SIRT1 regulates differentiation of mesenchymal stem cells by deacetylating β-catenin


Petra Simic, Kayvan Zainabadi, Eric Bell, David B. Sykes, Borja Saez, Sutada Lotinun, Roland Baron, David Scadden, Ernestina Schipani, Leonard Guarente


Mesenchymal stem cells (MSCs) are multi-potent cells that can differentiate into osteoblasts, adipocytes, chondrocytes and myocytes. This potential declines with aging. We investigated whether the sirtuin SIRT1 had a function in MSCs by creating MSC specific SIRT1 knock-out (MSCKO) mice. Aged MSCKO mice (2.2 years old) showed defects in tissues derived from MSCs; i.e. a reduction in subcutaneous fat, cortical bone thickness and trabecular volume. Young mice showed related but less pronounced effects.

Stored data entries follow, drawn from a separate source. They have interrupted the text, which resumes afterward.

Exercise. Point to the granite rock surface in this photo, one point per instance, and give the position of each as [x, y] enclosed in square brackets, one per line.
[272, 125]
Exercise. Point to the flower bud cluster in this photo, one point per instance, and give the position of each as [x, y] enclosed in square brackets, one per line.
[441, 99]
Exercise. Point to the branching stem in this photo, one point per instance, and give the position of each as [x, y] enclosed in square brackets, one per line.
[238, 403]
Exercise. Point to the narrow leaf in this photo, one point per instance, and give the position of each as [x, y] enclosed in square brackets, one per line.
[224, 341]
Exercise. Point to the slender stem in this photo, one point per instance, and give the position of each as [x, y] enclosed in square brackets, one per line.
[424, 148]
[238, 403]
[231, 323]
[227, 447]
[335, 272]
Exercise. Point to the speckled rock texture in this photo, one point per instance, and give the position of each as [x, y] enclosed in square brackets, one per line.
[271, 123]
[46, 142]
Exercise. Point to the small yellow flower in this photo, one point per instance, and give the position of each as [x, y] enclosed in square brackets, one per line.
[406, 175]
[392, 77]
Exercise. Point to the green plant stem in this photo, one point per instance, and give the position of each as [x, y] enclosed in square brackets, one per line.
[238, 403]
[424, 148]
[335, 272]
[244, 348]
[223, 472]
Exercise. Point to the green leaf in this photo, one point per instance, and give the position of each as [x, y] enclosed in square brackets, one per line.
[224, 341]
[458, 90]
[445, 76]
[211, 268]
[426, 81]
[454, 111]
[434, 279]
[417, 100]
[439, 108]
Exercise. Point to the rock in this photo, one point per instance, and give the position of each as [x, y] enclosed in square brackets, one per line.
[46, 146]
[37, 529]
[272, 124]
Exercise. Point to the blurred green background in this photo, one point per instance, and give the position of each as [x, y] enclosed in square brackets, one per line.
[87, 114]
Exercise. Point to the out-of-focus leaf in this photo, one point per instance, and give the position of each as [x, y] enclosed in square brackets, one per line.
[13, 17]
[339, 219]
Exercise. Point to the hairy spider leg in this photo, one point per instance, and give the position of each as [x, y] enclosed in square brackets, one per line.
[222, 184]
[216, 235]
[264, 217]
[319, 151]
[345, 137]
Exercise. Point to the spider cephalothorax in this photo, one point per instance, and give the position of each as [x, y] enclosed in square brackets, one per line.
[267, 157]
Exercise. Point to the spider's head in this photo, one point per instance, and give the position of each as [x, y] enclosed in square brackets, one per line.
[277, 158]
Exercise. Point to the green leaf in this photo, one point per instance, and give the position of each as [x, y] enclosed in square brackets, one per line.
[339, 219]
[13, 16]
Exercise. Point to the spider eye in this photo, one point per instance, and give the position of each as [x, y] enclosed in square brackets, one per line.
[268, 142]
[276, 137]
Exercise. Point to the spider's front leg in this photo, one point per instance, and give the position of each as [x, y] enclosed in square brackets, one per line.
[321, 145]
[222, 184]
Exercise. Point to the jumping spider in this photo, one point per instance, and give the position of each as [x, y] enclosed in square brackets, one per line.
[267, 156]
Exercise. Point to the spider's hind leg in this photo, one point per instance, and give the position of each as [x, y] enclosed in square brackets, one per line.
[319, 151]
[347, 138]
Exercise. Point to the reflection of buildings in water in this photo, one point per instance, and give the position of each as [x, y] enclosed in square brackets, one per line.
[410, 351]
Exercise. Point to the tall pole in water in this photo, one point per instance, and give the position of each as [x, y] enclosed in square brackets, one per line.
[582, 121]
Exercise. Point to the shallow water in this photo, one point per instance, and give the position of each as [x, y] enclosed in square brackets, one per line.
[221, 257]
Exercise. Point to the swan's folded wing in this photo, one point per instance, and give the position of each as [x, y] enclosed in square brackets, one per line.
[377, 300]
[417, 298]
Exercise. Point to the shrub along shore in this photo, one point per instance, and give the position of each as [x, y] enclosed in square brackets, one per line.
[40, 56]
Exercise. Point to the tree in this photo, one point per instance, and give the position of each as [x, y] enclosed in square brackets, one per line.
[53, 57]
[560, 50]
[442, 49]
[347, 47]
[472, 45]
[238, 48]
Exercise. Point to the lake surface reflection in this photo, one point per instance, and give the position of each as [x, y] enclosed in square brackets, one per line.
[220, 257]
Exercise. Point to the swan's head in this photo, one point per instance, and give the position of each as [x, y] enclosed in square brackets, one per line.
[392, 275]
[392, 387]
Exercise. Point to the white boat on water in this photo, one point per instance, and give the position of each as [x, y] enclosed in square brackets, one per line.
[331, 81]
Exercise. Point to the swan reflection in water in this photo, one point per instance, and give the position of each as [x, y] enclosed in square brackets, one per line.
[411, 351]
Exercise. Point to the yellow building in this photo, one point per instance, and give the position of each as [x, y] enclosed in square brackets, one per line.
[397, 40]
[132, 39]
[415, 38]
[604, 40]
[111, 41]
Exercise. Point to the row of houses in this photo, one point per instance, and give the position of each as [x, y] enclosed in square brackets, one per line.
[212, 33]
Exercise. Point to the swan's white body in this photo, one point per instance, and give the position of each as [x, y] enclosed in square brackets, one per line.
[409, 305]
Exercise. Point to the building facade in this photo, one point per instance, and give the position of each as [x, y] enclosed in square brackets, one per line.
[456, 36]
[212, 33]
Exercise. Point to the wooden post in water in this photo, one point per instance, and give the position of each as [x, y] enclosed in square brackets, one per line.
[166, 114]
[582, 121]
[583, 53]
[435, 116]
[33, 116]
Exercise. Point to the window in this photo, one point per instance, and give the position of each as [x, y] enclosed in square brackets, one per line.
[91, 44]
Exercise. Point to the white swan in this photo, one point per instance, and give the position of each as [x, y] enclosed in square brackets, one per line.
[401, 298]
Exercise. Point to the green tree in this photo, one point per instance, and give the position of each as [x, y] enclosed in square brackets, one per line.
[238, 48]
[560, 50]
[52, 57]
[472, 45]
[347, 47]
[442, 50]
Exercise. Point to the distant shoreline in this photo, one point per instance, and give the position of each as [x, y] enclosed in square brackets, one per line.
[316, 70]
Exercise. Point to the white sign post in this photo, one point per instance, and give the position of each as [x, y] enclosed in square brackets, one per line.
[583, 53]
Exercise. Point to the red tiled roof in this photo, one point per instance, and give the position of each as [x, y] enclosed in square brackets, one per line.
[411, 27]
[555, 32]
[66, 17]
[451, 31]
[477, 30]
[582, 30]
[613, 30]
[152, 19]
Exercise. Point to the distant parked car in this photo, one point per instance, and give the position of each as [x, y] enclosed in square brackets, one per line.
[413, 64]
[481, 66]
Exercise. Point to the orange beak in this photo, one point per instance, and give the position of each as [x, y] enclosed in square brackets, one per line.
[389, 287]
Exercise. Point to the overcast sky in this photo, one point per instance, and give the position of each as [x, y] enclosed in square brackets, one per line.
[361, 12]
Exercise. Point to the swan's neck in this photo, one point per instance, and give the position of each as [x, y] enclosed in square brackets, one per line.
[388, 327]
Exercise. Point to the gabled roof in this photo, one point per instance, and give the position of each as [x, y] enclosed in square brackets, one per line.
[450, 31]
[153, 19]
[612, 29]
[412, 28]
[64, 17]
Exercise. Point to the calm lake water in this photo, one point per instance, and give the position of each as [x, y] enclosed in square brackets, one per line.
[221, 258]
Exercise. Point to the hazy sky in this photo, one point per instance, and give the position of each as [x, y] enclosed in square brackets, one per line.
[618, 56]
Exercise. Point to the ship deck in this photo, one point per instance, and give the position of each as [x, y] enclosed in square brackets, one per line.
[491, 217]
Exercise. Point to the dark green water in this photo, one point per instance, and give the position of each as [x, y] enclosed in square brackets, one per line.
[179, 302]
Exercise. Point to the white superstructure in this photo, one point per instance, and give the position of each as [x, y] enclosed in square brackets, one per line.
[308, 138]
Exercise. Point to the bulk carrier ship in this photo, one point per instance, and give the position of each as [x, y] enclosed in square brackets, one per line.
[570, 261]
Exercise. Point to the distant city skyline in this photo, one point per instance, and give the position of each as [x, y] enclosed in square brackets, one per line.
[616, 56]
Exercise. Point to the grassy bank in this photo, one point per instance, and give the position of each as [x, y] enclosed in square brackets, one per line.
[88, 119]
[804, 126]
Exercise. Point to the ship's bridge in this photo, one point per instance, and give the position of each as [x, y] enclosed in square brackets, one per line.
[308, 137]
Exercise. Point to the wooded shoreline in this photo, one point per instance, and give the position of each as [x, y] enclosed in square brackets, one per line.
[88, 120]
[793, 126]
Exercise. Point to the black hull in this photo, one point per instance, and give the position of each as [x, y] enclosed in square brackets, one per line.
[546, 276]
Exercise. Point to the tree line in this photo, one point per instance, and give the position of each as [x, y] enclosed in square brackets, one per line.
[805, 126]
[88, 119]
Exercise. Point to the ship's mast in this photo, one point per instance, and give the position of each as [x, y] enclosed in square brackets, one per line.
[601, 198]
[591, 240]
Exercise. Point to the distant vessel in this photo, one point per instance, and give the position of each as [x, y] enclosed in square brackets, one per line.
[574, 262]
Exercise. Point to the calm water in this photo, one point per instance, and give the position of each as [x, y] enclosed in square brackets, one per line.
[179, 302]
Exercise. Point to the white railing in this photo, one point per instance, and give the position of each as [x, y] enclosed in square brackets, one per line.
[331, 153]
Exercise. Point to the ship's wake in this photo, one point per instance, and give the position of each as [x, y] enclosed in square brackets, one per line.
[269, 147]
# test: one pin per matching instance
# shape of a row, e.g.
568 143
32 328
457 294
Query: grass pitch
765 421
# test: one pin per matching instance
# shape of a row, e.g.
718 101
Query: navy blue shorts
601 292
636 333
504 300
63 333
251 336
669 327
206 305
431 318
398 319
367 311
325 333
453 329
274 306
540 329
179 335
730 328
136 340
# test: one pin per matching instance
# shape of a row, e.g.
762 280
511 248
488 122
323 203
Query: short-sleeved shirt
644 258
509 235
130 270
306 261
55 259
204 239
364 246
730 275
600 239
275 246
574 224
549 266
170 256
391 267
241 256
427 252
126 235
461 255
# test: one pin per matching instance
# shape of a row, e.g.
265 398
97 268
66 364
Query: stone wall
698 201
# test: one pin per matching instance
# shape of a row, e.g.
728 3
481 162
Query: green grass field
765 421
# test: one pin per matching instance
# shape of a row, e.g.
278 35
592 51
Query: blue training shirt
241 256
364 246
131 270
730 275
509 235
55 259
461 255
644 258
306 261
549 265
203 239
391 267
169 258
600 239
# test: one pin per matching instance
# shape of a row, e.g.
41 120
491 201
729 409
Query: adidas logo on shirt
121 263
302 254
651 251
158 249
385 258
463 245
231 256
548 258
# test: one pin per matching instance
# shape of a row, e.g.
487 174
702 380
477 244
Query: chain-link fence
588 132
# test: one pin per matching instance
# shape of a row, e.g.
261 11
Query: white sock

MSCs isolated from MSCKO mice showed reduced differentiation towards osteoblasts and chondrocytes in vitro, but no difference in proliferation or apoptosis. Expression of β-catenin targets important for differentiation was reduced in MSCKO cells. Moreover, while β-catenin itself (T41A mutant resistant to cytosolic turnover) accumulated in the nuclei of wild-type MSCs, it was unable to do so in MSCKO cells. However, mutating K49R or K345R in β-catenin to mimic deacetylation restored nuclear localization and differentiation potential in MSCKO cells. We conclude that SIRT1 deacetylates β-catenin to promote its accumulation in the nucleus leading to transcription of genes for MSC differentiation.